Pauline Schneider, secrétaire politique au Groupe pour une Suisse sans armée, reconnaît qu’elle ne peut rester indifférente face aux mouvements ukrainiens qui déclarent qu’envoyer des armes est la seule façon de les aider. «Mais je pense qu’il y a deux raisons de ne pas le faire», explique-t-elle. «D’abord, la Suisse dispose de leviers, comme les sanctions économiques, l’accueil des réfugiés et des objecteurs russes. Mais il ne faut pas oublier non plus qu’après la guerre ces armes ne seraient pas restituées.
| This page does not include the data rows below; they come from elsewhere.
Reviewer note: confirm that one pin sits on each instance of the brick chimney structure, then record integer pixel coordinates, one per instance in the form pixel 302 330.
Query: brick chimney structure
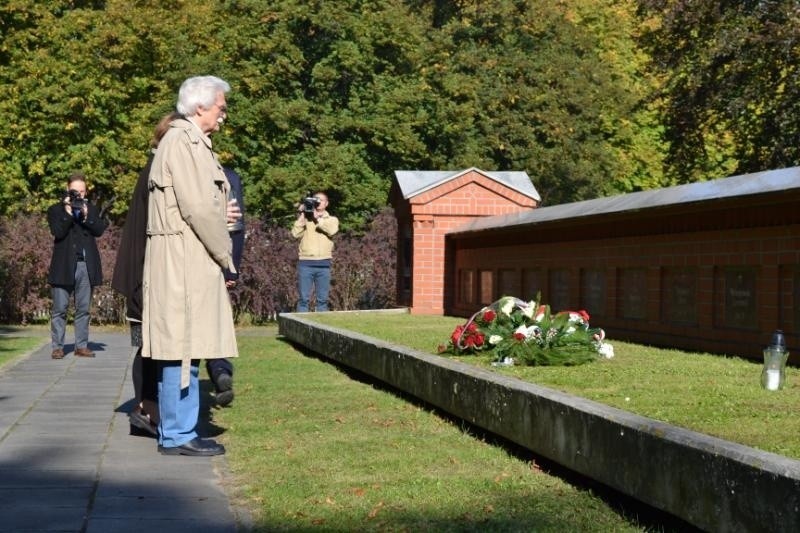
pixel 427 205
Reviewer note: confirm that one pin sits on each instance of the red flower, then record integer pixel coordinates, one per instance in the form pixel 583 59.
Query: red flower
pixel 456 335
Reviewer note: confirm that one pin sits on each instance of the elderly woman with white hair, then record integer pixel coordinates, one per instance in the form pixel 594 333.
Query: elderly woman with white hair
pixel 187 312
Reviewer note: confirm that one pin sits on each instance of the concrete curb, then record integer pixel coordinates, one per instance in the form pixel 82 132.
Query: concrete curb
pixel 714 484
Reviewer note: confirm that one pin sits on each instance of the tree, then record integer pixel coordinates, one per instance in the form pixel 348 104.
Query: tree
pixel 327 95
pixel 731 97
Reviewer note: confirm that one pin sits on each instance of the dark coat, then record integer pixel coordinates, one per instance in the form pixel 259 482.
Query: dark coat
pixel 127 278
pixel 237 237
pixel 70 237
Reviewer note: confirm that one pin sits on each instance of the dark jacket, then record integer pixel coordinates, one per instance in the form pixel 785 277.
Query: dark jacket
pixel 71 239
pixel 128 271
pixel 237 237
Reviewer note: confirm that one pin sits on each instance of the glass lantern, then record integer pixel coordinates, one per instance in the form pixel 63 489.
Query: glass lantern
pixel 773 376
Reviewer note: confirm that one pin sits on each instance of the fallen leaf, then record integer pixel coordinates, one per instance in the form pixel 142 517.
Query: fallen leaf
pixel 374 512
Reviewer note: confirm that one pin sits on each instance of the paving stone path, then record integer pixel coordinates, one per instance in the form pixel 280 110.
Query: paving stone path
pixel 68 462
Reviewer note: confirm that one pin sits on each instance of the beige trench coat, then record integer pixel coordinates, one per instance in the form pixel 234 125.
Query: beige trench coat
pixel 186 308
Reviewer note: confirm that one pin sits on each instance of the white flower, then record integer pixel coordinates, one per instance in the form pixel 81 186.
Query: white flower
pixel 529 309
pixel 528 331
pixel 506 305
pixel 606 350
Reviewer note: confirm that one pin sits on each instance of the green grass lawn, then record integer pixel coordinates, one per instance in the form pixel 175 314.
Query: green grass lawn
pixel 18 341
pixel 712 394
pixel 312 448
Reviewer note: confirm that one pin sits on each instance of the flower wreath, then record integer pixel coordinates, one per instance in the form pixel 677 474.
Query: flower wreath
pixel 516 331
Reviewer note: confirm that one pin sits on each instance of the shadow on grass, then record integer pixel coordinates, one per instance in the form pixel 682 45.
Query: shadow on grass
pixel 636 512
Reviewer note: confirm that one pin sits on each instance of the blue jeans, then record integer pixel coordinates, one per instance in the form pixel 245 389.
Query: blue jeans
pixel 179 408
pixel 58 315
pixel 320 278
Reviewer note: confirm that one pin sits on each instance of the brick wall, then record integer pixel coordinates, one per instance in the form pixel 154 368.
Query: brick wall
pixel 715 276
pixel 428 216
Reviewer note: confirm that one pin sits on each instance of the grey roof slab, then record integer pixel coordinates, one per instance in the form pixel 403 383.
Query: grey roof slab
pixel 68 462
pixel 414 182
pixel 705 191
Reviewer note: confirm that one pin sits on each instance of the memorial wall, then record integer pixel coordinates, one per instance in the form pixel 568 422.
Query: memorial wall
pixel 711 266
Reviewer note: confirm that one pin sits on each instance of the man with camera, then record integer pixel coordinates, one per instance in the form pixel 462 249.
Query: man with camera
pixel 314 228
pixel 75 265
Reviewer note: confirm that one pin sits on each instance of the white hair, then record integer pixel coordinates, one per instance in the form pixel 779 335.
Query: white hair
pixel 199 91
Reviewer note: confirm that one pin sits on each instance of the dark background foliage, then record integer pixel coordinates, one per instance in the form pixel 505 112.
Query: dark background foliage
pixel 363 274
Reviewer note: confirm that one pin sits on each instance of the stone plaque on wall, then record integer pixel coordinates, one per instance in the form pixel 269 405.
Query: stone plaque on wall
pixel 679 295
pixel 486 287
pixel 466 292
pixel 593 291
pixel 558 294
pixel 507 282
pixel 739 297
pixel 532 283
pixel 632 293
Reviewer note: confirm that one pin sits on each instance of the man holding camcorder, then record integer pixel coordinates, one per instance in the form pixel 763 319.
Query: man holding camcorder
pixel 314 227
pixel 75 265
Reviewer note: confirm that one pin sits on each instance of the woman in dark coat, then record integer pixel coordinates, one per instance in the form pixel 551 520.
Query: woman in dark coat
pixel 127 281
On a beau les envoyer à des résistantes et des résistants sur place, on ne sait pas où elles vont terminer. L’armement, c’est une industrie meurtrière qui dispose de ses lobbys», dénonce-t-elle.

Réponse proportionnelle

Le Conseil œcuménique des Eglises dans sa déclaration sur la paix juste appelle à «rechercher la justice et la paix pour tous les être humains». D’autres théologies chrétiennes, en particulier la doctrine catholique romaine, reconnaissent l’existence d’une guerre juste. Un droit à une autodéfense proportionnelle et une intervention pour venir en aide aux peuples injustement attaqués. Une tradition qui trouve ses origines chez saint Augustin, rappelle Religion News Service dans un récent article. Dans son encyclique Fratelli Tutti de 2020, le pape François a toutefois pris ses distances: «Nous ne pouvons plus penser à la guerre comme une solution, du fait que les risques seront probablement toujours plus grands que l’utilité hypothétique qu’on lui attribue […]. Face à cette réalité, il est très difcile aujourd’hui de défendre les critères rationnels, mûris en d’autres temps, pour parler d’une possible ‹guerre juste›. Jamais plus la guerre!»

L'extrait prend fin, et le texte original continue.